On the grass, two priests stepped forward to lead the group in a brief evening prayer service, using the 1928 version of the Book Of Common Prayer.
The alfresco service by the traditionalist Prayer Book Society was the latest skirmish in the battle over the prayer book, a conflict that the Episcopal Church thought it had settled five years ago.
The society had written Bishop John T. Walker last spring for permission to hold an evening prayer service at the cathedral during the society's annual meeting here this weekend. The society said it would use the old prayer book, which no longer is sanctioned by the church.
Walker replied that the group would have to use the prayer book adopted at the church's General Convention in 1979. The new book retains, for optional use, many prayers found in the former one, including the service of evening prayer.

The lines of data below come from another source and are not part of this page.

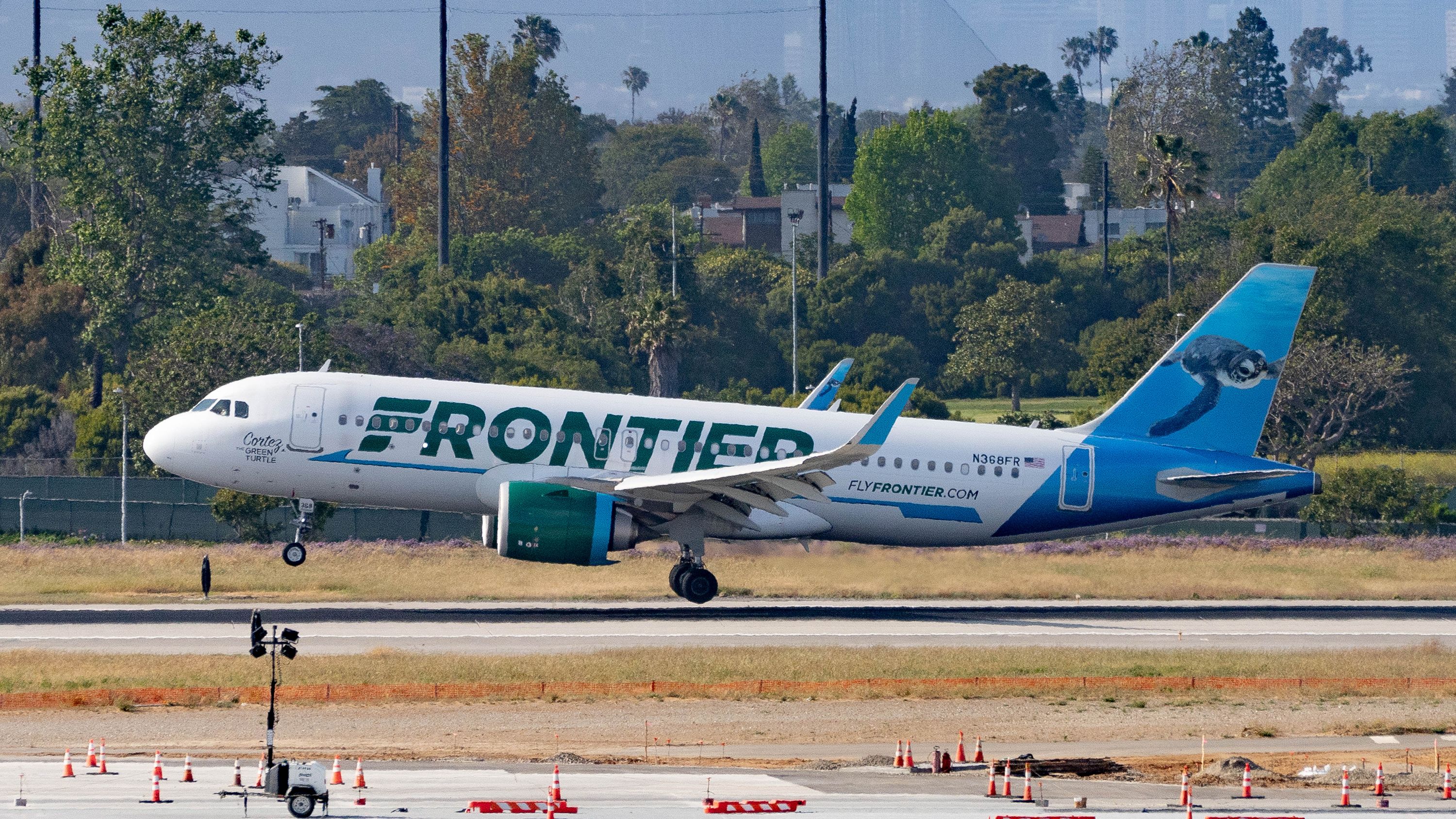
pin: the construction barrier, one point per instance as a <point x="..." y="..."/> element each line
<point x="375" y="693"/>
<point x="753" y="806"/>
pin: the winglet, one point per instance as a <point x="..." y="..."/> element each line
<point x="823" y="395"/>
<point x="876" y="432"/>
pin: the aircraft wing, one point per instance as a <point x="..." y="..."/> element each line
<point x="731" y="492"/>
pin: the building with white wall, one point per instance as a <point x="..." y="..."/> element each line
<point x="289" y="219"/>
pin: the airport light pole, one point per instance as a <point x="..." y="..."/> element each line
<point x="280" y="643"/>
<point x="123" y="396"/>
<point x="794" y="293"/>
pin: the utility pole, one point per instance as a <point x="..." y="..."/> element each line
<point x="324" y="265"/>
<point x="35" y="114"/>
<point x="823" y="188"/>
<point x="445" y="147"/>
<point x="1104" y="220"/>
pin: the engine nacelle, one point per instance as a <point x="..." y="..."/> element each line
<point x="548" y="523"/>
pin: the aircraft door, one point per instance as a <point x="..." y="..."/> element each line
<point x="1076" y="479"/>
<point x="306" y="432"/>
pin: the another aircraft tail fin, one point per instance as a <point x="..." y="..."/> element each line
<point x="1213" y="389"/>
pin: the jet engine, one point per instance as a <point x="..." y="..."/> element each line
<point x="548" y="523"/>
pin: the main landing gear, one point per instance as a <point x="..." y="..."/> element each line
<point x="691" y="581"/>
<point x="295" y="553"/>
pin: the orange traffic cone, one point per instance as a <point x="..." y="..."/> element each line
<point x="1248" y="785"/>
<point x="156" y="793"/>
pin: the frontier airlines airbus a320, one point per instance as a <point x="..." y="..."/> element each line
<point x="571" y="477"/>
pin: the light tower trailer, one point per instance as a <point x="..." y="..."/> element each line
<point x="302" y="786"/>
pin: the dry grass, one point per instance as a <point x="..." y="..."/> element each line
<point x="60" y="671"/>
<point x="1436" y="467"/>
<point x="462" y="572"/>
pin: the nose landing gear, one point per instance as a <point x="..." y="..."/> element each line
<point x="295" y="553"/>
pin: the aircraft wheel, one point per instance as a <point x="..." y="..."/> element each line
<point x="295" y="555"/>
<point x="302" y="805"/>
<point x="675" y="578"/>
<point x="699" y="585"/>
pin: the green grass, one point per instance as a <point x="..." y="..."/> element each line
<point x="986" y="410"/>
<point x="1436" y="467"/>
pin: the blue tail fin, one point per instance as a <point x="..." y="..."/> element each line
<point x="1213" y="389"/>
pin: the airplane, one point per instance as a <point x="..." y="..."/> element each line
<point x="564" y="476"/>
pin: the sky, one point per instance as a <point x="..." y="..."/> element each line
<point x="890" y="54"/>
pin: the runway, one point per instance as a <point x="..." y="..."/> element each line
<point x="514" y="627"/>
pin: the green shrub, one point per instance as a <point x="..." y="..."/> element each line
<point x="1376" y="499"/>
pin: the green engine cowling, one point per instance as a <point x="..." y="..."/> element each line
<point x="548" y="523"/>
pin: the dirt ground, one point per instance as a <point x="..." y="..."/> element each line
<point x="599" y="731"/>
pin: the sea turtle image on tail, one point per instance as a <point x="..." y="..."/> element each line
<point x="1215" y="363"/>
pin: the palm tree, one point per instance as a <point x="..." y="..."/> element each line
<point x="1103" y="44"/>
<point x="541" y="33"/>
<point x="1076" y="56"/>
<point x="724" y="107"/>
<point x="635" y="81"/>
<point x="657" y="328"/>
<point x="1173" y="171"/>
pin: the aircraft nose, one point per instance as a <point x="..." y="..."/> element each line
<point x="162" y="442"/>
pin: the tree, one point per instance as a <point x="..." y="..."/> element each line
<point x="908" y="177"/>
<point x="638" y="152"/>
<point x="727" y="108"/>
<point x="1017" y="127"/>
<point x="1448" y="105"/>
<point x="846" y="145"/>
<point x="346" y="118"/>
<point x="541" y="34"/>
<point x="1253" y="78"/>
<point x="1328" y="392"/>
<point x="1171" y="91"/>
<point x="156" y="142"/>
<point x="1008" y="337"/>
<point x="1076" y="56"/>
<point x="520" y="147"/>
<point x="756" y="185"/>
<point x="1320" y="66"/>
<point x="1103" y="43"/>
<point x="1173" y="172"/>
<point x="657" y="328"/>
<point x="635" y="81"/>
<point x="790" y="156"/>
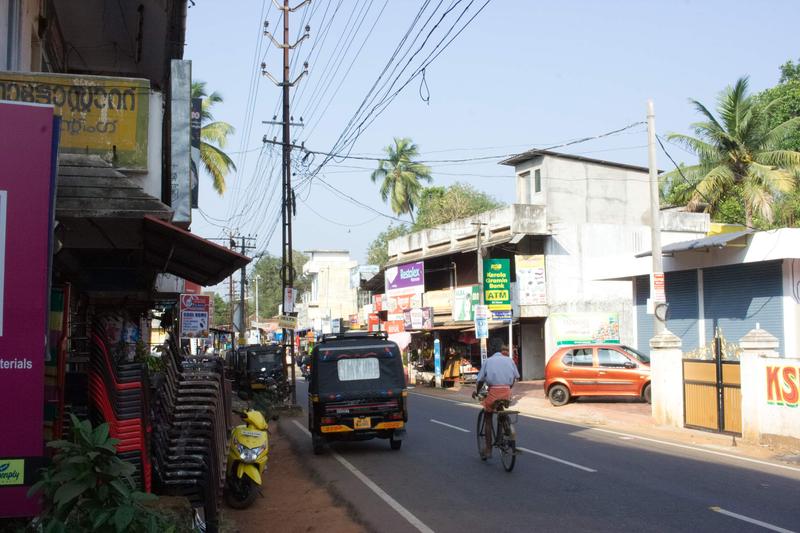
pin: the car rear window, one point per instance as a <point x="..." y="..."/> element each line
<point x="578" y="357"/>
<point x="358" y="369"/>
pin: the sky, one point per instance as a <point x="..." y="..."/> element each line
<point x="521" y="75"/>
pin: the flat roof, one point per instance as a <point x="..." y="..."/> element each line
<point x="530" y="154"/>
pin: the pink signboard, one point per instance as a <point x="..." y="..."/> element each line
<point x="27" y="153"/>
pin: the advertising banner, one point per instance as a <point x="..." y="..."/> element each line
<point x="585" y="328"/>
<point x="405" y="279"/>
<point x="497" y="287"/>
<point x="531" y="281"/>
<point x="418" y="318"/>
<point x="27" y="177"/>
<point x="194" y="310"/>
<point x="99" y="115"/>
<point x="464" y="301"/>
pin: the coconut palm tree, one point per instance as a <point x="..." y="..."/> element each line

But this compromise was unacceptable to the Prayer Book Society, which wants nothing to do with the new book. Instead, the Rev. Jerome F. Politzer, who heads the society, told his followers they had been banned from the cathedral.
Yesterday's outdoor service was the society's protest against Walker's decision, although there was no mention of the incident during the service. At the appointed place in the liturgy, Politzer offered the usual prayers for "our bishop, John."
Updating rites of worship to reflect changes in theology and the contemporary situation and language of the worshiper has been difficult for every church that has undertaken it.
Leaders of the Prayer Book Society, formerly known as the Society for the Preservation of the Book of Common Prayer, claim "hundreds of thousands" of followers, although fewer than 200 turned out for the annual meeting.
Walker said that the clergy of the diocese, as well as the national church's House of Bishops, have backed him in dealings with the Prayer Book Society.